This concert is like a reunion of all my bad sex.
I don't plan to be alive for 2010 so ima say this 12 hours early. Happy New Year bitches
How do I recover from singing "your body is a wonderland" on his voicemail?
What's the point of being healthy if people still don't want to fuck you?
At least he's not married... I hate Halloween hookups
I'm watching i used to be fat. I've been doing crunches for the last half hour yelling at the slut on tv to stop crying and do crunches.
apologized to him about 10 times for being drunk. told him about 15 times that he was "really pretty"
I need to make a new year's resolution to only pee in toilets. And it needs to start happening before the new year.
Lesson: Never rollerskate with a 40 in your hand unless you have a destination.

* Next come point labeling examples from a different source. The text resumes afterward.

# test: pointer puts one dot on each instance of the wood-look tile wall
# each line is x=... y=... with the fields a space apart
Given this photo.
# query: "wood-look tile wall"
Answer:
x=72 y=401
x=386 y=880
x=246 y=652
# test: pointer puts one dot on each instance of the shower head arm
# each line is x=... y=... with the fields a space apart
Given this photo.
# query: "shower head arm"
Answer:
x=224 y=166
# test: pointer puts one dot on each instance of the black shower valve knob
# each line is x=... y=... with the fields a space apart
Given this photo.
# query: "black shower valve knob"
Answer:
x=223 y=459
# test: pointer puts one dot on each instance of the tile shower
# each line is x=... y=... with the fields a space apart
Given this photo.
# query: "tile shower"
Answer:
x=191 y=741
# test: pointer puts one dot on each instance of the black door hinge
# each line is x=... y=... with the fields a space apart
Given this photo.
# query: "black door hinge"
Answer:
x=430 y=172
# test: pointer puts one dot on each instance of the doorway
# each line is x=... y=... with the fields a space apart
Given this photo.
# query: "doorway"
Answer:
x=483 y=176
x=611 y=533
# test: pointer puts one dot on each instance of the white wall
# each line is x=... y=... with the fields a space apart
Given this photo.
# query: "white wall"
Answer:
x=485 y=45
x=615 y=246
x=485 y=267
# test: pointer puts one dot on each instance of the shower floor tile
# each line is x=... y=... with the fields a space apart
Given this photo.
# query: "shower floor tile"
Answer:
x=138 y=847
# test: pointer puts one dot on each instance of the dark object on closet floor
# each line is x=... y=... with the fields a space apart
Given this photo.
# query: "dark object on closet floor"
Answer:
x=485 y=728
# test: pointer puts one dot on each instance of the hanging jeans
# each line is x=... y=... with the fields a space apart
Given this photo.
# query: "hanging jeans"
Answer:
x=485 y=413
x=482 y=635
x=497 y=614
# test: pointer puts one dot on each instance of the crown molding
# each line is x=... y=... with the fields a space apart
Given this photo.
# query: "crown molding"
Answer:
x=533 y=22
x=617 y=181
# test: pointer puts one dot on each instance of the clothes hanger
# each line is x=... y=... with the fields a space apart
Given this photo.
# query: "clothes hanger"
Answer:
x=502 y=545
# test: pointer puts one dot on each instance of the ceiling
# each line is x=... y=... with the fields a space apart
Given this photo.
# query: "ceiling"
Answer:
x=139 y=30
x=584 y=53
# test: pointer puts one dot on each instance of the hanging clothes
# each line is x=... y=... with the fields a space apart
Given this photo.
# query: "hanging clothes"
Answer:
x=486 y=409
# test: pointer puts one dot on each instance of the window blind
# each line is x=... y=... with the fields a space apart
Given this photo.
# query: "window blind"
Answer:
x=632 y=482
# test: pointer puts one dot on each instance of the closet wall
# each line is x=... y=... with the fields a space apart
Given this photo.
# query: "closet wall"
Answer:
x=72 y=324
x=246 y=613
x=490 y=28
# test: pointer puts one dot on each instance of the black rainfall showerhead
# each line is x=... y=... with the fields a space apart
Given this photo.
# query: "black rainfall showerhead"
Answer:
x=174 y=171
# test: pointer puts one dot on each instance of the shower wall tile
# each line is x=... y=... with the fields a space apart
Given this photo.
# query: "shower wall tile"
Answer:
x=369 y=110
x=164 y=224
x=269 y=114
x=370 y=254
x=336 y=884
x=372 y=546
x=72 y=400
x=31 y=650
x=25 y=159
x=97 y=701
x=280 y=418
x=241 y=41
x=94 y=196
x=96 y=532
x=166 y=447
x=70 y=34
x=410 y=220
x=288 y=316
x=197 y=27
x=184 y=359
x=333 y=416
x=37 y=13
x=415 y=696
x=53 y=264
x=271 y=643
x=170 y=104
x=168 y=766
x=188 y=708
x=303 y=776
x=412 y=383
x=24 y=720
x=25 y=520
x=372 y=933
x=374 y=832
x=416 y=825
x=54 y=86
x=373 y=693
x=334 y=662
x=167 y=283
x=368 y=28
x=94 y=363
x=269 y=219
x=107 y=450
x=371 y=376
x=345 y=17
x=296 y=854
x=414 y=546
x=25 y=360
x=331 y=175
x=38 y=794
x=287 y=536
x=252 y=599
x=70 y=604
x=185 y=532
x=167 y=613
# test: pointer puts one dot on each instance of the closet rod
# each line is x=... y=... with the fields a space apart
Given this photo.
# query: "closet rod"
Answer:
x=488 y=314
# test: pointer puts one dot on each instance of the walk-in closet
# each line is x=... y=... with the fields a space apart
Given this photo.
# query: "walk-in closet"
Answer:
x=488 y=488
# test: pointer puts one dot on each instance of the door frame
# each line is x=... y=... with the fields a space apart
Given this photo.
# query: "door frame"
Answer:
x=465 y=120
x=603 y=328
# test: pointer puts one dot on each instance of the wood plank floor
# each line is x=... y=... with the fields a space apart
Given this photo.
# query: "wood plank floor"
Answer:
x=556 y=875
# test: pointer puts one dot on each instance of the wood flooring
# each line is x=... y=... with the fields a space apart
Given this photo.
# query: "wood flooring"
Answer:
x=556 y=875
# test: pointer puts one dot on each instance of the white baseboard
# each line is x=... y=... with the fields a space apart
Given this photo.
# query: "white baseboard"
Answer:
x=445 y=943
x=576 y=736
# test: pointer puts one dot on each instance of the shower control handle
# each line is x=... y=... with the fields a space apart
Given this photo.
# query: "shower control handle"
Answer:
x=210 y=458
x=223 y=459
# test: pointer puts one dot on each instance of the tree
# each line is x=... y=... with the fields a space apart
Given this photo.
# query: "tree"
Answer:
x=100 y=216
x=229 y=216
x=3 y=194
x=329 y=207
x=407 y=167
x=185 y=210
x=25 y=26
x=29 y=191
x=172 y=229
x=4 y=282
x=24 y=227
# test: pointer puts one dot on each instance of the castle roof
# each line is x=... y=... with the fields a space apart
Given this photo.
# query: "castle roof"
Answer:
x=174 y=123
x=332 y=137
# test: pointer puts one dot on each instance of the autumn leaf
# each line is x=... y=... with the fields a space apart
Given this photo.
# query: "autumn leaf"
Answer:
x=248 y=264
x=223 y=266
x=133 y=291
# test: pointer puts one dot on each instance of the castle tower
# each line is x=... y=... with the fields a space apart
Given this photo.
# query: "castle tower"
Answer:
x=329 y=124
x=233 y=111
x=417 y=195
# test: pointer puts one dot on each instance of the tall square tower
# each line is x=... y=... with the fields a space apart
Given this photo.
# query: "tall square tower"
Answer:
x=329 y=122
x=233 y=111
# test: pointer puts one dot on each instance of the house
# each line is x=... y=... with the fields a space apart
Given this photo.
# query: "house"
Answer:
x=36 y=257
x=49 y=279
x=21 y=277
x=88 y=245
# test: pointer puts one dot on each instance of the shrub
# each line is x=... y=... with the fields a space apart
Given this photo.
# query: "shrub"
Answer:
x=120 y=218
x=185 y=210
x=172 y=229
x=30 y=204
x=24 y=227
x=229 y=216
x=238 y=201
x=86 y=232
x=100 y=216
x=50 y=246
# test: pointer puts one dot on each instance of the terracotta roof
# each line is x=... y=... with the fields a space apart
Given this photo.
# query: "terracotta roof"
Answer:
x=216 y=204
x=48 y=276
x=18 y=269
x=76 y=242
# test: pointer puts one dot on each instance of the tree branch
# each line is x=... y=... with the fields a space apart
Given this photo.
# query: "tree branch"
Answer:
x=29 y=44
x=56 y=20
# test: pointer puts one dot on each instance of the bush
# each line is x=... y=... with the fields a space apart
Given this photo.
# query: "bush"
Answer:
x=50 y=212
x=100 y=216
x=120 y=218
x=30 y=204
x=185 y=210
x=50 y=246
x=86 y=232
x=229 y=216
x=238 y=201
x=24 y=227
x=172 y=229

Let's get matching tattoos, something that resembles our friendship
A tequila worm?
This is the third time this year I've whored myself for a Netflix login. If this guy changes his password, I'm gonna fucking give up.
Or maybe pay for Netflix?
I'm not that desperate yet.
sorry for showing your butt to the bar
sorry for licking your cheek
I often worry that if I get famous, people from my past will recognize me and start talking to the media
I've struck affair-gold. He's hot, he's ripped, he doesn't want a relationship, and most importantly he won't have to ask Gods permission to bang me like the last religious nut job did.
We walked into the RA's room and he said "is that alcohol" and I screamed "IT'S WATER" and ran out and Vanessa slammed the door and started making out with him.